Um sorriso, um único sorriso, e aqui estamos nós. Aliás, aqui estamos eu e você, pois nós não existe. Tenho medo de concluir que nunca existiu.
Eu lembro perfeitamente do primeiro dia. Você veio com seu sorrisinho indecente, e eu, inocente, caí feito uma patinha em toda sua lábia doce como o mel, e eu nem sequer gosto de mel. Mas de você eu gostava. Ah, como eu gostava. Gostava de chegar a doer no peito, gostava de sorrir bobo quando lembrava de você, gostava tanto que podia ouvir um dia todo sua voz, de falar contigo a tarde inteira, de passar a noite toda acordada apenas para te mandar mensagens com a esperança de que você demorasse menos de uma hora para responder.
Me entreguei por completo, de corpo, mas mais especificamente de alma. Mas de que adiantou tudo se você não quis me ver por dentro?
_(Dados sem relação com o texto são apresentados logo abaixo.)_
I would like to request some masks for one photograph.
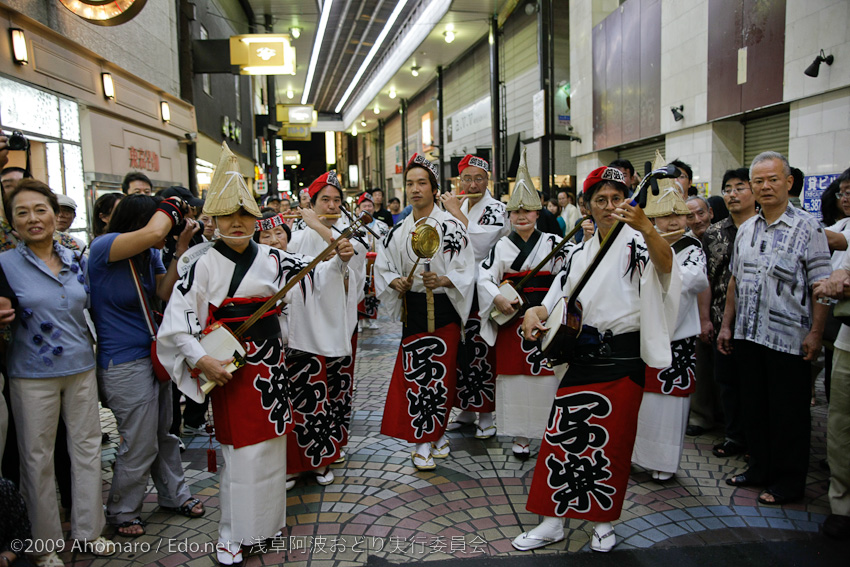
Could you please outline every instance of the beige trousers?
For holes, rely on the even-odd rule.
[[[833,514],[850,516],[850,352],[840,348],[832,359],[826,456],[829,507]]]
[[[94,369],[58,378],[10,378],[21,453],[21,494],[36,539],[61,539],[53,447],[61,413],[71,456],[71,538],[94,539],[103,531],[100,415]]]
[[[6,433],[9,432],[9,410],[6,409],[6,398],[3,397],[3,382],[5,376],[0,373],[0,463],[3,462],[3,451],[6,449]],[[0,473],[0,476],[3,476]]]

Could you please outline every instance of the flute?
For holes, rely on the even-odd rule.
[[[484,193],[463,193],[461,195],[455,195],[455,197],[457,197],[458,199],[466,199],[469,197],[477,198],[481,197],[482,195],[484,195]]]
[[[661,238],[668,238],[668,237],[671,237],[671,236],[681,236],[683,234],[685,234],[685,229],[680,228],[679,230],[673,230],[671,232],[662,232],[661,234],[659,234],[659,236]]]
[[[318,216],[320,219],[338,219],[342,215],[316,215],[316,216]],[[284,219],[300,219],[301,214],[299,213],[297,215],[280,215],[280,217],[284,218]]]

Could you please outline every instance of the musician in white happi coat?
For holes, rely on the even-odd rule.
[[[469,234],[469,242],[475,254],[475,280],[478,280],[478,264],[484,260],[496,242],[511,231],[505,205],[490,194],[487,188],[490,164],[483,158],[466,155],[457,166],[460,173],[461,198],[463,203],[448,192],[440,198],[448,213],[463,223]],[[477,196],[476,196],[477,195]],[[457,391],[454,407],[460,413],[449,423],[448,430],[454,431],[467,425],[478,424],[475,437],[489,439],[496,434],[496,368],[495,353],[481,338],[481,322],[489,312],[479,314],[477,294],[472,299],[469,319],[464,325],[464,342],[458,352]]]
[[[475,285],[466,229],[435,203],[440,191],[437,174],[437,167],[423,156],[411,158],[404,180],[413,212],[390,230],[375,261],[381,305],[393,318],[402,316],[406,307],[381,433],[414,443],[411,456],[419,470],[434,469],[434,458],[449,455],[445,431],[455,395],[457,349]],[[416,263],[412,249],[417,223],[439,233],[430,271],[425,269],[428,261]],[[428,329],[428,313],[433,315],[433,331]]]
[[[655,168],[664,166],[656,157]],[[708,289],[702,244],[693,233],[684,233],[690,209],[667,179],[658,181],[659,195],[650,194],[646,216],[673,248],[682,276],[682,295],[676,327],[670,335],[672,363],[659,369],[647,366],[643,401],[638,414],[632,462],[652,471],[655,480],[669,480],[679,468],[688,425],[690,395],[696,390],[696,343],[700,334],[697,295]]]
[[[646,365],[670,365],[669,330],[681,279],[670,245],[627,200],[628,192],[620,171],[600,167],[590,173],[584,197],[597,232],[576,247],[543,304],[523,319],[523,333],[533,339],[547,331],[542,321],[556,319],[550,313],[569,297],[566,323],[580,334],[568,367],[556,368],[562,379],[526,504],[544,520],[513,540],[522,551],[564,539],[564,517],[594,523],[594,551],[614,547],[611,522],[620,517],[628,487]],[[606,236],[613,236],[608,253],[585,277]],[[586,285],[577,289],[580,283]],[[555,336],[560,345],[571,343]]]
[[[292,233],[289,252],[317,256],[328,242],[349,226],[342,214],[343,191],[336,172],[319,176],[307,189],[310,205],[324,229],[306,227]],[[334,218],[338,216],[339,218]],[[348,444],[351,425],[351,398],[354,387],[354,358],[357,353],[357,304],[363,300],[366,280],[365,233],[351,237],[354,257],[348,262],[343,285],[332,291],[344,298],[344,309],[313,314],[304,305],[289,308],[289,348],[287,362],[291,394],[303,400],[295,407],[296,441],[287,448],[287,485],[294,485],[299,473],[313,471],[316,482],[334,481],[331,463],[344,462],[343,447]],[[319,399],[316,399],[318,397]]]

Se cegou, e junto cegou a mim. Quis me amarrar, me amordaçar, me fazer aceitar todos os seus planos e desistir dos meus. Quis me calar sobre meus desejos e ideais, tentando me forçar a “ver” que tudo o que fazia não era nada demais, que seus amigos eram legais, que eu estava vendo coisa onde não tinha.
A cada trago, a cada fumaça que eu inalava, estava mais perto da morte, mas você insistia em dizer que era sorte. Insistia em dizer e depois desdizer ou mudar a palavra, e eu acreditava em tudo. Insistia em chamar de amor aquilo que eu chamava de doença, insistia que éramos feitos um pro outro e ameaçava adicionar mais um corte a seu braço ou então de exagerar na dose dos comprimidos. Você ameaçava um corte em você mas na verdade estava me dilacerando. E me dilacerou. Me rasgou feito papel, feito folha mole e molhada, feito papel de presente que é rasgado sem dó.
Eu sempre soube que não devia. Sempre soube que aquilo acabaria me machucando, me ferindo. Sempre soube que seria tão nocivo quanto seus cigarros, mas você era tão envolvente quanto meus livros da Agatha Christie.